Macao will kick off 2018 with its annual Chinese New Year celebrations, including two vibrant family street parades have been organised for the evenings of Sunday, February 18 and Saturday, February 24.

From April 27-29, the compact Asian centre of more than 600,000 will host its 6th Macao International Travel Industry Expo (MITE) at The Venetian Macao, this year’s exhibition increasing to 500 booths.

Over five Saturday evenings from September 1 until October 1, the skies over the Macau Tower will explode into a kaleidoscope of colours as countries from around the world compete in the 29th Macao International Fireworks Display Contest.

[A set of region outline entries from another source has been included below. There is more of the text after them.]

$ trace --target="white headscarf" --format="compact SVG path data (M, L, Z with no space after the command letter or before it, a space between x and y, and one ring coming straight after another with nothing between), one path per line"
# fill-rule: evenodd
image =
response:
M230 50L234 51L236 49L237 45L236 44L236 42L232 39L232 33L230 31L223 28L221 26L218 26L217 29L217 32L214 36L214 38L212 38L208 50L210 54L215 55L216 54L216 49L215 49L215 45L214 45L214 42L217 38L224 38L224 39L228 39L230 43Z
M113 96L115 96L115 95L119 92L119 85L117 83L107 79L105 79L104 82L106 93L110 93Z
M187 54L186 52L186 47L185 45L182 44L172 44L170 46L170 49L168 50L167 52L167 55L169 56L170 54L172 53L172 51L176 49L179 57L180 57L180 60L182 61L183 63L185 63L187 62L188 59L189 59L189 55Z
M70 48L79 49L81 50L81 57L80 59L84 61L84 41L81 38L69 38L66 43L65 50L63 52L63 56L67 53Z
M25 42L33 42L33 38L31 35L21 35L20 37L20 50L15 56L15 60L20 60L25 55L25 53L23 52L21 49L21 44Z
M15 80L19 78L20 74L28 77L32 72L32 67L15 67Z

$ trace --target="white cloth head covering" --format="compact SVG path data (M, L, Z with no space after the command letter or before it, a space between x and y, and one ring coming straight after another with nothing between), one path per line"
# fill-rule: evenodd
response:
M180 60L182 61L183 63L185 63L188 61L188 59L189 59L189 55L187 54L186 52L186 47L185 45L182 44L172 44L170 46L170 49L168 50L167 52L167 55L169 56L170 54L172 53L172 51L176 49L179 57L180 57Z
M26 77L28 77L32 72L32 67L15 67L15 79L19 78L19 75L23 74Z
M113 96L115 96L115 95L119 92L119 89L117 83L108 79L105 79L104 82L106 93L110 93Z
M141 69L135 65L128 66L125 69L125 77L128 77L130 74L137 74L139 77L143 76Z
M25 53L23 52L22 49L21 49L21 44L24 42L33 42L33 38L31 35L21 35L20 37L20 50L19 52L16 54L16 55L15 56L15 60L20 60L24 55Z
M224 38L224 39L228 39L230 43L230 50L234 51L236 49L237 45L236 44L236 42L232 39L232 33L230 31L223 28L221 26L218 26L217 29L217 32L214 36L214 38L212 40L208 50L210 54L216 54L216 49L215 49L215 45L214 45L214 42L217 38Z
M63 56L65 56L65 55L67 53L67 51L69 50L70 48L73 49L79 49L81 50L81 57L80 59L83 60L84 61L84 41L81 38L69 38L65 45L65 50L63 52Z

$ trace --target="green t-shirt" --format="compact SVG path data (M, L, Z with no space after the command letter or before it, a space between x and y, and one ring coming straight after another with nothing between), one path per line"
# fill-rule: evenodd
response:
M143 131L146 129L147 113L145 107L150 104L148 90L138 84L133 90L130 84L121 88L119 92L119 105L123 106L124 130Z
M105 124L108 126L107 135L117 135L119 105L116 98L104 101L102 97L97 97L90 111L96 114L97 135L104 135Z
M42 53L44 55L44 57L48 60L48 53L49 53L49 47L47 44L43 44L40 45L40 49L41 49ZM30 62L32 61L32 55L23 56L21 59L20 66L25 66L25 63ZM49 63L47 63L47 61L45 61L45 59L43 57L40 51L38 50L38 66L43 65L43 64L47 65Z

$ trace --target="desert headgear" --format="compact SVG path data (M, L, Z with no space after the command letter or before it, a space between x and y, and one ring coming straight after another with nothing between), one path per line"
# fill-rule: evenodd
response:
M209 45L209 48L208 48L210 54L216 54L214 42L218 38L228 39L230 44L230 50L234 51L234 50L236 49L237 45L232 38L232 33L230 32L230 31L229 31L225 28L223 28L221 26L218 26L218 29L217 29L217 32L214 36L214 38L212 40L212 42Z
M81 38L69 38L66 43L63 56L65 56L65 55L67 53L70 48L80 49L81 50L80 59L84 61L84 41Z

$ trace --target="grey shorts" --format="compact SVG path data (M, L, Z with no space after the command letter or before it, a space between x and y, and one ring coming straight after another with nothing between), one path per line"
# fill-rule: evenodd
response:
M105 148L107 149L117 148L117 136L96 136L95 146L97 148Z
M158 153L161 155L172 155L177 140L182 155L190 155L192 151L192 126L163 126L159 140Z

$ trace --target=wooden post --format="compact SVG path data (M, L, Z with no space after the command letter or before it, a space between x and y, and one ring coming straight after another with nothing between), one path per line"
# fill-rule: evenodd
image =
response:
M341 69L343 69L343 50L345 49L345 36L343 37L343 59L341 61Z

For the first time in its history, the annual contest was cancelled in 2017 after Macao was devastated by the fury of Typhoon Hato which struck in the days leading up to the event.

On September 27, Macao will celebrate World Tourism Day with an array of colourful activities while, in October, it will host the Global Tourism Economy Forum.

Giant steins will be raised throughout the same month as the MGM Macau celebrates its annual Oktoberfest with all the food and singing expected at such a German-style gathering.

More food for thought in November will be the 18th Macau Food Festival, the overwhelming aroma of dishes enough to wake the taste buds as guests wander between street stalls.

December will be another busy month with the hosting 8th Macau Shopping Festival, the ever-appealing Macao Light Festival and the 3rd International Film Festival and Awards – Macao (IFFAM), completed with its red-carpet ceremonies.

To wind up 2018, sports fans can look forward to the Macao International Kart Grand Prix while lovers for fireworks can prepare for a colourful evening on December 20 to commemorate the 19th year since the establishment of the Macao Administrative Region along with the traditional New Year fireworks on December 31.

Despite last year’s impact of Typhoon Hato, Macao boasted a record-breaking 2017, attracting more than 32,600 international visitors – and increase of 5.4 per cent on the previous record-breaking year.

An increase in the number of integrated resorts and hotels coupled with a growth in attractions and activities have played key roles in the rise in popularity.

The total number of hotel rooms in Macao increased to almost 38,000.

Such expansion saw an increase of almost 10 per cent in the number of visitors taking overnight stays, ensuring the average occupancy rate would be between 88 and 90 per cent.